Friday, March 30, 2012

First Line Friday


MacEvoy and I are both admitted suckers for Metafiction. So, when I recently came across today's first line, I was immediately sold on the premise of the entire novel (that's the beauty of a good first line). Now, I haven't actually read the novel yet, but it's waiting for me patiently on my shelf. Here is the first line:

"The first time that Jean-Claude Pelletier read Benno Von Archimboldi was Christmas 1980, in Paris, when he was nineteen years old and studying German literature. "

The novel is the critically acclaimed 2666 by Roberto Bolano. And Bolano's first line is packed with intrigue. Without having actually read the novel, I can assume that (i) Jean-Claude Pelletier is some sort of intellectual bibliophile, (ii) Archimboldi's writings are going to be central to Pelletier's core experience, and (iii) the setting is Europe. A beautiful literary recipe! Is it not?

Those of you who have actually read 2666 will please correct me if any of my assumptions are completely off-base.


  1. Agreed. It's a great first line.

    2666 is actually comprised of 5 books, so I suppose you've got five "first lines" to analyze there.

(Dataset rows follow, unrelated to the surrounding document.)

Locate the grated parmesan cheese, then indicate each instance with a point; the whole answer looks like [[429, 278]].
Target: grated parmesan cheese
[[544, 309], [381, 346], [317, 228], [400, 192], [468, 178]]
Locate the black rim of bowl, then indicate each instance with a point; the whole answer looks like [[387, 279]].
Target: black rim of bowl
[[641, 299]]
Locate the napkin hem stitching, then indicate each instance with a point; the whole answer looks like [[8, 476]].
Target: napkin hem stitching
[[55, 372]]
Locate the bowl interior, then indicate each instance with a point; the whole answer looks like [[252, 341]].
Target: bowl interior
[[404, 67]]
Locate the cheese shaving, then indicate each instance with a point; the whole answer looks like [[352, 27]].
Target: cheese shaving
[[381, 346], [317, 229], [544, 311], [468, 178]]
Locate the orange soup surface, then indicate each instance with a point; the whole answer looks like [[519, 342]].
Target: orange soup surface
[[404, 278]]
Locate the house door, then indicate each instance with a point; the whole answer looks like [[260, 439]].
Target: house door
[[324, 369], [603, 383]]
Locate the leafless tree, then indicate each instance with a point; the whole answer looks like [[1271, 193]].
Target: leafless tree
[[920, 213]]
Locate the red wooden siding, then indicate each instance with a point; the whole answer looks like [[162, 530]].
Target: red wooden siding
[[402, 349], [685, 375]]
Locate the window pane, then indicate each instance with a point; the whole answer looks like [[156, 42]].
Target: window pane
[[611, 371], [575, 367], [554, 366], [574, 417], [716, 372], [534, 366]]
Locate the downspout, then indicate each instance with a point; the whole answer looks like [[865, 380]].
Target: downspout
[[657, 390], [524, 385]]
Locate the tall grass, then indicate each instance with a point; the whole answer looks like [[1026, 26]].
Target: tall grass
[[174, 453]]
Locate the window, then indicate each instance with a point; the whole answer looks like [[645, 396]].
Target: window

    I'd have to say the first and the last books were definitely my favorites. Coincidentally, they are the ones that deal with Archimboldi...

  2. So, I have read a lot of commentary about actually "skipping" the middle books in 2666. Is this recommendable? Should I only read the first and last books?

    Please advise.

    1. That depends. Are you a pansy who's afraid of big books?

      Just kidding. I don't believe Bolano meant for them all to be published in one volume (which was done after his death), but all five sections kind of swirl tangentially around- or, in the case of "The Part About the Crimes," deal directly with- a series of murders that take place in a Colonia Juarez-like city in northern Mexico. They do loosely form one greater whole, with the first and last books relating most closely to each other.

      I say go for the whole enchilada, and I'll even work up a separate post to encourage you to get through book #3, where the author spends a couple hundred pages detailing the countless murders.

  3. If the 1st and 3rd books are the most closely related, what would you say to someone considering reading 2666 in that order? (1st book, then 5th book, then back to 2nd, 3rd, 4th).

    1. Interesting question. It's the 1st and 5th that are most closely related. But if you read in your proposed order, you'd probably lose interest in books 2-4. Here's why:

      Book 1 will eventually take you to Santa Teresa (Mexico) in search of Archimboldi. Books 2-4 are all set in Santa Teresa, if I remember correctly, and the reader is left to wonder what secret connection there might be to Archimboldi's story in each of those sections. Book 5 will finally lead you to some concrete information about the mysterious writer, starting in Europe and ending up in Santa Teresa.

      So book 1 plants the mystery, book 5 gives you "some" payoff, but books 2-4 might not hold your interest once you get that final info in book 5.

      At least that's how I remember it.